Una de las claves de la perdurabilidad del peronismo a través de 75 años y en todo el espacio geográfico nacional, deviene de su rápida y profunda expansión durante sus primeros gobiernos, desde 1946 al 55. Aquellas Unidades Básicas resultaron una experiencia inédita y bienvenida entre los grupos humanos de a pie, tan desposeídos, olvidados y atomizados hasta aquellos primeros pasos entre la comunión de intereses del universo trabajador y un líder que los interpretaba y expresaba, tornándose en una realidad tangible a la que podía acceder cualquier argentino, especialmente los más humildes y en donde conseguían desde asistencia vital, ayuda oficiosa para el acceso a reclamos institucionales, capacitación, hasta un juguete, un pan dulce y una sidra, en una incipiente estructuración y encuadre político.
Aun cuando tanto desde al 55 al 73 y del 76 al 82 el peronismo fue sinónimo de prohibido o subversivo para el “país burgués”, la resistencia y la militancia encarnada inicialmente en los trabajadores y luego en los estudiantes, mantuvo el ideario sintetizado en una hermosa frase, siempre vigente: “los días más felices fueron peronistas”, luego redondeada con los tiempos presente y futuro del verbo ser.

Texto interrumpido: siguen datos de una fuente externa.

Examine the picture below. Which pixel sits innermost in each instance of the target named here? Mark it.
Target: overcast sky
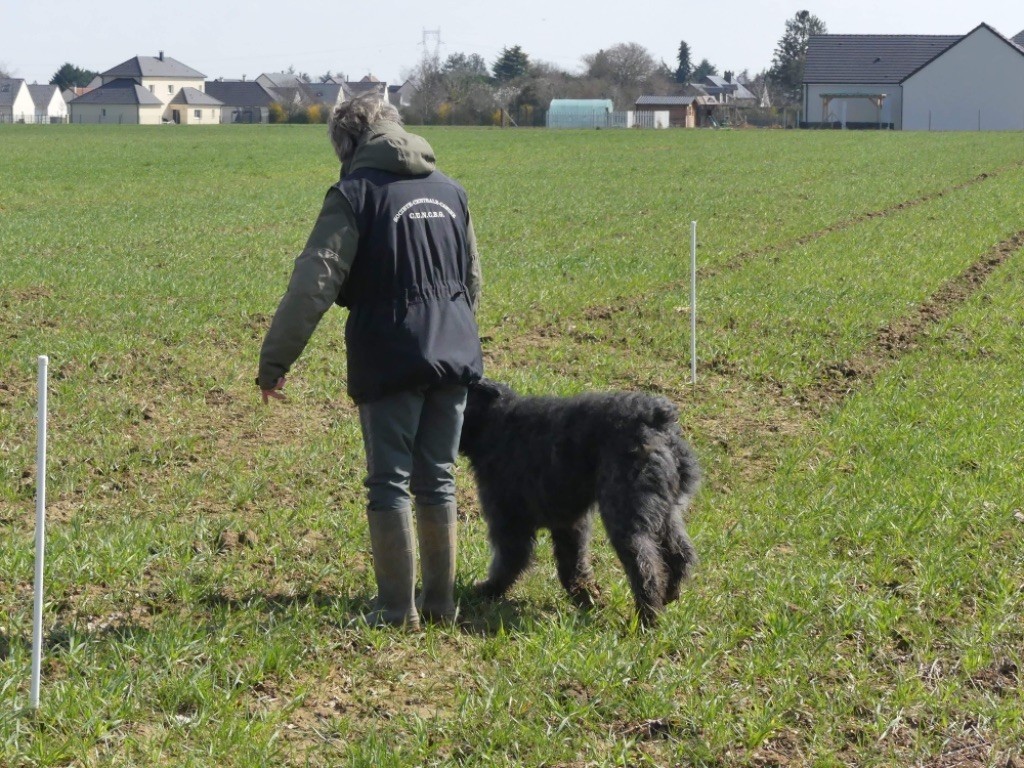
(387, 38)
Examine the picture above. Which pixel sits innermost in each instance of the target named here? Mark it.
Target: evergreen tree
(702, 70)
(512, 64)
(685, 69)
(70, 76)
(791, 53)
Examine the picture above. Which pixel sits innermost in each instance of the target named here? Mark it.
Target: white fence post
(693, 302)
(37, 612)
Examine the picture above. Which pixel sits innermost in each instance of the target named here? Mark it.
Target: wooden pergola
(876, 98)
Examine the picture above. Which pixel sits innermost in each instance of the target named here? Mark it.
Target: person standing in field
(394, 244)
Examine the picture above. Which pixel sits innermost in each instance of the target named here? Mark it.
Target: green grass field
(857, 415)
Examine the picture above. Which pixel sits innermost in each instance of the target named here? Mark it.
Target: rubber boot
(435, 526)
(394, 566)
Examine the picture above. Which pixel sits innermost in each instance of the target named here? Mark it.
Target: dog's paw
(585, 594)
(487, 590)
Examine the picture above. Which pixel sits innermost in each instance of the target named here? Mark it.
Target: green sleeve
(318, 274)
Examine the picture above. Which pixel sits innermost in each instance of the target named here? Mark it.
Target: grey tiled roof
(870, 58)
(241, 92)
(153, 67)
(42, 94)
(120, 91)
(324, 93)
(195, 97)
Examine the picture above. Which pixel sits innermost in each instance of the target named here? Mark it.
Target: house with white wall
(865, 81)
(977, 84)
(15, 101)
(121, 101)
(132, 91)
(50, 105)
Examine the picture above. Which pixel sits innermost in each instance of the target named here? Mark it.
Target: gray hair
(349, 119)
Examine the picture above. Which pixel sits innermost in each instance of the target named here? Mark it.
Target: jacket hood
(387, 146)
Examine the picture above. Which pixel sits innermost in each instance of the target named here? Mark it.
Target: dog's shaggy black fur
(546, 462)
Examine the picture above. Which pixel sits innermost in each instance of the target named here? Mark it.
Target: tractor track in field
(848, 223)
(755, 413)
(617, 305)
(903, 335)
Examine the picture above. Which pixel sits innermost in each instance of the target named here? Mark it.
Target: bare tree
(629, 66)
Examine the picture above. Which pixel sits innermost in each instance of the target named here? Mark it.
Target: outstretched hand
(275, 392)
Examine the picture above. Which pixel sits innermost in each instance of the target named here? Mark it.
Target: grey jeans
(412, 441)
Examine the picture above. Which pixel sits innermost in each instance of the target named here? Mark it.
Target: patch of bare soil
(904, 334)
(861, 218)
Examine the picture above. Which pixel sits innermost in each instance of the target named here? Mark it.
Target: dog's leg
(511, 547)
(680, 556)
(640, 552)
(572, 559)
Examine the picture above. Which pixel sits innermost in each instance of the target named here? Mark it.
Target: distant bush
(278, 114)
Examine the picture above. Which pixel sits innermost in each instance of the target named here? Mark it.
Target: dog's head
(482, 397)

Mientras tanto, en aquellos primeros dirigentes ( silenciados, prohibidos o perseguidos), surgieron las dos clásicas corrientes de expresión acción y articulación con el statu quo vigente: los dialoguistas (siempre propensos a ser integrados aún -en casos- a despecho del arrío de banderas propias) y los resistentes en su cabal expresión (los trabajadores de base con sus dirigentes sindicales comprometidos, los intelectuales del campo nacional y popular y los dirigentes políticos, normalmente vilipendiados por la prensa oligárquica). Vandor y Ongáro fueron y lo son aún, los símbolos de tal dicotomía interna al movimiento nacional. John William Cooke y Federico Robledo también simbolizaron las dos expresiones en pugna que luego se reiteran con otros actores, en los tiempos previos y luego terroríficos de la Dictadura Militar.
Precisamente el Plan Cóndor I (diseñado por el Imperio y aplicado por los “sables sin cabeza” instruidos en el Comando Sur o Escuela de las Américas sita en Panamá) golpeó más duramente en Argentina pues el grado de conciencia política anti imperialista y revolucionaria especialmente de la juventud más informada y formada, tanto universitaria como trabajadora; se tornaba irreversible e irrefrenable en simbiosis con el ideario peronista tan aprehendido por las masas populares del país. Ello, sumado a la inserción territorial, barrial, del peronismo setentista que hasta articulaba con cuadros eclesiásticos (intérpretes entusiastas y decididos de las conclusiones del Concilio Vaticano II) y hasta con los mandos militares (recordar el Operativo Dorrego llevado a cabo en conjunto por jóvenes de la JP y el Ejército Argentino comandado por el Gral. Carcagno)constituía un combo de empoderamiento estratégico sintetizado en la consigna “liberación o dependencia” que no era posible admitir y menos digerir por el imperio y sus cipayos locales, especialmente civiles como de las jerarquías uniformadas. No en vano hubo 30.000 desaparecidos, torturados y asesinados en la Argentina. Diezmar a toda una generación fue su objetivo, mientras los Martínez de Hoz, La Nación, Clarín y hasta José María Muñoz (el popular relator radial de futbol que llegó a difundir aquel slogan bochornoso “los argentinos somos derechos y humanos” en ocasión de la visita al país de la Comisión Interamericana de DDHH); destruían el todavía sobreviviente “Estado de Bienestar” justicialista.